Crop dusting businesses seeing increased workloadWilkin County, MN (WDAY TV) - All our rain is making for a booming business in the sky. Farmers are finding it hard to even get in to the wet fields. So, what's the alternative? Crop dusting planes. One business is seeking the help of pilots from all over the country to keep up.
All our rain is making for a booming business in the sky. Farmers are finding it hard to even get in to the wet fields. So, what's the alternative? Crop dusting planes. One business is seeking the help of pilots from all over the country to keep up.

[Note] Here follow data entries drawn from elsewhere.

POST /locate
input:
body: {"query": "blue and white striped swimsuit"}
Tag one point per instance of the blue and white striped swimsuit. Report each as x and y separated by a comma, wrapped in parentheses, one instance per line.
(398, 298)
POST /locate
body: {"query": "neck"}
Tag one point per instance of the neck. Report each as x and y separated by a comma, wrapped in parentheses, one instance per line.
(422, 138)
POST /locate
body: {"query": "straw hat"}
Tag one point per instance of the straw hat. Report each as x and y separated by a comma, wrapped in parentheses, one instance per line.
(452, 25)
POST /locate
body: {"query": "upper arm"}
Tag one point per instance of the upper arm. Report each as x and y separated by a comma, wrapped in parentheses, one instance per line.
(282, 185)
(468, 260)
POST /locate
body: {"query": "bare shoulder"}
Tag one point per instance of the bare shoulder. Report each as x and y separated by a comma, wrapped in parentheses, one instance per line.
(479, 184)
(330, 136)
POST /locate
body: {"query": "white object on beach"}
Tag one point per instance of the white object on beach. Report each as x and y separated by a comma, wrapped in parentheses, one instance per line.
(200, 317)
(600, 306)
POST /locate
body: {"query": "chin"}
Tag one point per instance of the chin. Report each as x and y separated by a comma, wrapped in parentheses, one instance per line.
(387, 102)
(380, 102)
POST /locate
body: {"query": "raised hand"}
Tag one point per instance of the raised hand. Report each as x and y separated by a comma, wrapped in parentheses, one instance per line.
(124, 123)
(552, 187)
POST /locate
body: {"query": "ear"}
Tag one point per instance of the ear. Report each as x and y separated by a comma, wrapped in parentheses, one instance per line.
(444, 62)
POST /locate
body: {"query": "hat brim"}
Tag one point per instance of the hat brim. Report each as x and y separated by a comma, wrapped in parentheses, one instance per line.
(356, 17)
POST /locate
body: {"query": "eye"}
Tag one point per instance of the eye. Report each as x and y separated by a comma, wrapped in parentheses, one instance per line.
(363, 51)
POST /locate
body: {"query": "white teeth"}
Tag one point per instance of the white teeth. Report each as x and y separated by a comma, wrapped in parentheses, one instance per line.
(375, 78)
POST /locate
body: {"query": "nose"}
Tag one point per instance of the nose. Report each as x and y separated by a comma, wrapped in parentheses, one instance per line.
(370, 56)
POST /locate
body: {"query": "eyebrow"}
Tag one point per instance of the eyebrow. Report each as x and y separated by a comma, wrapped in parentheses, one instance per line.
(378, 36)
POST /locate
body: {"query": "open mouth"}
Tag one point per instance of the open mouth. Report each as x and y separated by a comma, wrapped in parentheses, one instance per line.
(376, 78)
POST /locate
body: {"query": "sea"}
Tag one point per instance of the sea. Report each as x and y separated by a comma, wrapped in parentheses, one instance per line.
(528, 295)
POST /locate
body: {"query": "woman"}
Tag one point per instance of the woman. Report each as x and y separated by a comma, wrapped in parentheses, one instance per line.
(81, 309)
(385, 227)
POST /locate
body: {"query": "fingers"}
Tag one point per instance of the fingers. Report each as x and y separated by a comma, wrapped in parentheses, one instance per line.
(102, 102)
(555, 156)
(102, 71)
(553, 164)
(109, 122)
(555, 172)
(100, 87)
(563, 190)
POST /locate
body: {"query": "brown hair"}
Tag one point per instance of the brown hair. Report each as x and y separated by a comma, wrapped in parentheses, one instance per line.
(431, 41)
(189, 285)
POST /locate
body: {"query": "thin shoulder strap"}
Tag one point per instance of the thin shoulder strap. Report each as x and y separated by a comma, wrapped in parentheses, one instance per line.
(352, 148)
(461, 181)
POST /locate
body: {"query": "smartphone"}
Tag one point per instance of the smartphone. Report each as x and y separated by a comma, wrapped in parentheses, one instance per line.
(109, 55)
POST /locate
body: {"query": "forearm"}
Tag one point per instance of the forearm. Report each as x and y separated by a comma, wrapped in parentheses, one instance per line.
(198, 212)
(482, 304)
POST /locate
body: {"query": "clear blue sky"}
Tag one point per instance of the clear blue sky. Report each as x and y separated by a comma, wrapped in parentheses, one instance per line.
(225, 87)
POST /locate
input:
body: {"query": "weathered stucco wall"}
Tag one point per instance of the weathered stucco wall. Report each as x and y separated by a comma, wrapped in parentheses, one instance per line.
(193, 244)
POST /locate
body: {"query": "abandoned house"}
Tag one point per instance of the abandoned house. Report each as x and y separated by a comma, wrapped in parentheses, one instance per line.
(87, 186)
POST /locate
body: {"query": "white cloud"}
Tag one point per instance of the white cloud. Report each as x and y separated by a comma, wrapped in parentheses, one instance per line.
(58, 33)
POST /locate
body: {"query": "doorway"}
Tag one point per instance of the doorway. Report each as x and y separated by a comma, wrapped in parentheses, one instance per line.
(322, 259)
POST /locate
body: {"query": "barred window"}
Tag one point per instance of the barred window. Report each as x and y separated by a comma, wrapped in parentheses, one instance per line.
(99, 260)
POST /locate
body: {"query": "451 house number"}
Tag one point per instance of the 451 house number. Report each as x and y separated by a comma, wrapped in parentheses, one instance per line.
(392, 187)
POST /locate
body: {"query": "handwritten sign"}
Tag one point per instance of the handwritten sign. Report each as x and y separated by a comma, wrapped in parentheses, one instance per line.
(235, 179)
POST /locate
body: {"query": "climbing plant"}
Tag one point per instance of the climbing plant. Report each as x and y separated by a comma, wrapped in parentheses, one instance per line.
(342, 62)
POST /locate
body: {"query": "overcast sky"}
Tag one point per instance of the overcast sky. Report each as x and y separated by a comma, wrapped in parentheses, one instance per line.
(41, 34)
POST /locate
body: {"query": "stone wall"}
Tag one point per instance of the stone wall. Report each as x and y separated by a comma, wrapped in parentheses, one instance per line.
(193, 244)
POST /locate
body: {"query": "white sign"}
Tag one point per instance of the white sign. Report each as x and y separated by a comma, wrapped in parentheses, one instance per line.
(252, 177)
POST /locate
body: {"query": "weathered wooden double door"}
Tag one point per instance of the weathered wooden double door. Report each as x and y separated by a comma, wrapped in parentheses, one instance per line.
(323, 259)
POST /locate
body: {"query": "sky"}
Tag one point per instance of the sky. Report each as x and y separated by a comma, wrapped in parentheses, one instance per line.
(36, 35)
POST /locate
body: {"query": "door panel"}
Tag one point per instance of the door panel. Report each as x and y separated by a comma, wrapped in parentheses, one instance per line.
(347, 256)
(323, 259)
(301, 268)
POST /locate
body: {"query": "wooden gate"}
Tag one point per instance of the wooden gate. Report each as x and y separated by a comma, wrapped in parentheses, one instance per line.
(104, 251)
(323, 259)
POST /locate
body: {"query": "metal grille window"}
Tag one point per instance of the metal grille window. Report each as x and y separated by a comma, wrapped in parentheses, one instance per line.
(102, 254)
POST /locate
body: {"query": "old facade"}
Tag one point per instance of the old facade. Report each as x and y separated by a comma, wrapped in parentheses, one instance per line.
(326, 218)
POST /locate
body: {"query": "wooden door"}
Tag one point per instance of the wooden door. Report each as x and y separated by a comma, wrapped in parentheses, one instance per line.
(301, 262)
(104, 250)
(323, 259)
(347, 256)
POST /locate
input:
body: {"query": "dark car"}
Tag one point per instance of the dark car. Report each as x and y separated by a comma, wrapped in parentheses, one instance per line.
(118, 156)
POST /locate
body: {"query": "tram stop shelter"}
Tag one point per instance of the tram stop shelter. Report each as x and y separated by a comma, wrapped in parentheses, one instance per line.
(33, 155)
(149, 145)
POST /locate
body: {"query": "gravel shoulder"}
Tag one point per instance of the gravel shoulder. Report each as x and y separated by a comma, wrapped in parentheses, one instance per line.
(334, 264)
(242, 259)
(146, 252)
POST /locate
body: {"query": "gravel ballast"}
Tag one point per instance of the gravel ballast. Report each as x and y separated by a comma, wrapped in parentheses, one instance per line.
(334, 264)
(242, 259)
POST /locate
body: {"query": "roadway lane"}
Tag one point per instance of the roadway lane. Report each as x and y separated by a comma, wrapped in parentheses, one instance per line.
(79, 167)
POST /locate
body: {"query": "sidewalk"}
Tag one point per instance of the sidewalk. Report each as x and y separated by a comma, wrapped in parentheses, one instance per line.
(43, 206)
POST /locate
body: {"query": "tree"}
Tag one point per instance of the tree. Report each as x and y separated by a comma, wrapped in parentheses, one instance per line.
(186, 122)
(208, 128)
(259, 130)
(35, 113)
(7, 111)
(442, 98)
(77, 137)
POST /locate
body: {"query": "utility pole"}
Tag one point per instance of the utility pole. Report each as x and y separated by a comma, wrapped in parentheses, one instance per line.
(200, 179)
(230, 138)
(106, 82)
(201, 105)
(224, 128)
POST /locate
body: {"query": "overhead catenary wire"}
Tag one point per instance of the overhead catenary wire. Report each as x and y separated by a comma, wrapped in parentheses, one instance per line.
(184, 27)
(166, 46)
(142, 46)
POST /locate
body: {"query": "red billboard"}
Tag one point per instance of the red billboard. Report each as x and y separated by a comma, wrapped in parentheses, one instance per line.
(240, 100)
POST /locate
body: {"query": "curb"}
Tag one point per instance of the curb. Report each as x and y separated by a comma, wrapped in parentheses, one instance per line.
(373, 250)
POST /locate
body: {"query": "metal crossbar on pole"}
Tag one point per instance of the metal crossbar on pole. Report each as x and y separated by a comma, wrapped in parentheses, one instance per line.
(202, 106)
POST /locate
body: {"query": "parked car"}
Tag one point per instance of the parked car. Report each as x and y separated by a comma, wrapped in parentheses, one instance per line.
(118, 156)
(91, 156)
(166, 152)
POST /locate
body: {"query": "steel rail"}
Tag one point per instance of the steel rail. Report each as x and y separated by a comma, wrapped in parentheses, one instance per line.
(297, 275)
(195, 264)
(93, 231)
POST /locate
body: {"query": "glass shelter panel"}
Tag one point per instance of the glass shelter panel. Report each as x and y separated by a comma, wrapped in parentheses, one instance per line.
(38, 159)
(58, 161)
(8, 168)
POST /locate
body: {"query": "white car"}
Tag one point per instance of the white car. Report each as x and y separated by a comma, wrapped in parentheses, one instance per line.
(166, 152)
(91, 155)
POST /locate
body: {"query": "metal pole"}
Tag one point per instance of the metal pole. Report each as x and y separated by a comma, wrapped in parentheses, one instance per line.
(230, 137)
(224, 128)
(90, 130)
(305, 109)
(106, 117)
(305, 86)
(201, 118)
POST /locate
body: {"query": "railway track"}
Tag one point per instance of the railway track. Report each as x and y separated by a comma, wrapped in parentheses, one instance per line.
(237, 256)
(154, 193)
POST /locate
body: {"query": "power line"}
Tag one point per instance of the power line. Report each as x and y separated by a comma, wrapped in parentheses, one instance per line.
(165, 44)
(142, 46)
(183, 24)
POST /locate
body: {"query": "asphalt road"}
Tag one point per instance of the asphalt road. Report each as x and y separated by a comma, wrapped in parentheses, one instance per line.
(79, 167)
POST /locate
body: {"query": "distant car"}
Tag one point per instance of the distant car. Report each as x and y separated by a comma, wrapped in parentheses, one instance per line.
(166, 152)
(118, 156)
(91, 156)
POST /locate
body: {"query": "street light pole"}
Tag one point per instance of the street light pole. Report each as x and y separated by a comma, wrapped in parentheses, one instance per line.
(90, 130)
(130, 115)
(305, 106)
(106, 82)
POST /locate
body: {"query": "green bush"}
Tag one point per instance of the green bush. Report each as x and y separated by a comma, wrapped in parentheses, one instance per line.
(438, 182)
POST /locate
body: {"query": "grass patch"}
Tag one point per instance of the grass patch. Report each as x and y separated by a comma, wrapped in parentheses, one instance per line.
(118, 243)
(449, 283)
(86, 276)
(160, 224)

Perfect weather conditions, if you farm rice patties. But around here, its beets, beans and corn for farmers like Vance Johnson and its just to wet for farm.
Vance Johnson – Wilkin County Farmer: "It’s frustrating, it would be nice just to see it stop and let things carry on the way they should."
There isn't a piece of machinery Johnson has that could get in to his fields as wet as it is. So that’s where Eric Klindt and his plane come in....
Eric Kilndt – Crop Dusting Pilot: "The only break we've had is when its raining and then your back to work"
The demand for crop dusting is higher than its been in years because of our wicked wet weather.
Here at Wilbur Ellis aviation in Wahpeton, pilots do well over 20-flights a day.
Eric Klindt: "This is ridiculous. I've seen it this wet as it is out there now, but it just stays wet."
So busy, the company hired a pilot and his plane from Texas to help spray. Today they're running two planes But this summer they have had up to 5-planes in the air at one time spraying.
Ken Packer – Wilbur Ellis Air: "Everybody's busy. There haven’t been any free airplanes. You got to go a long way to find them."
No doubt we get wet spells every summer, but because the rain has been so wide spread and the ground is so saturated, there's no place for it to go. What started as a good crop, now seems stagnant.
Vance Johnson: "As wet as it is you can sit and watch the beets go backwards everyday. Everything else seems to be maintaining."
As the rain continues to fall, pilots like Eric Klindt will keep logging the flight time.
The company says it usually has slow weeks during the summer. But since May pilots have been constantly busy.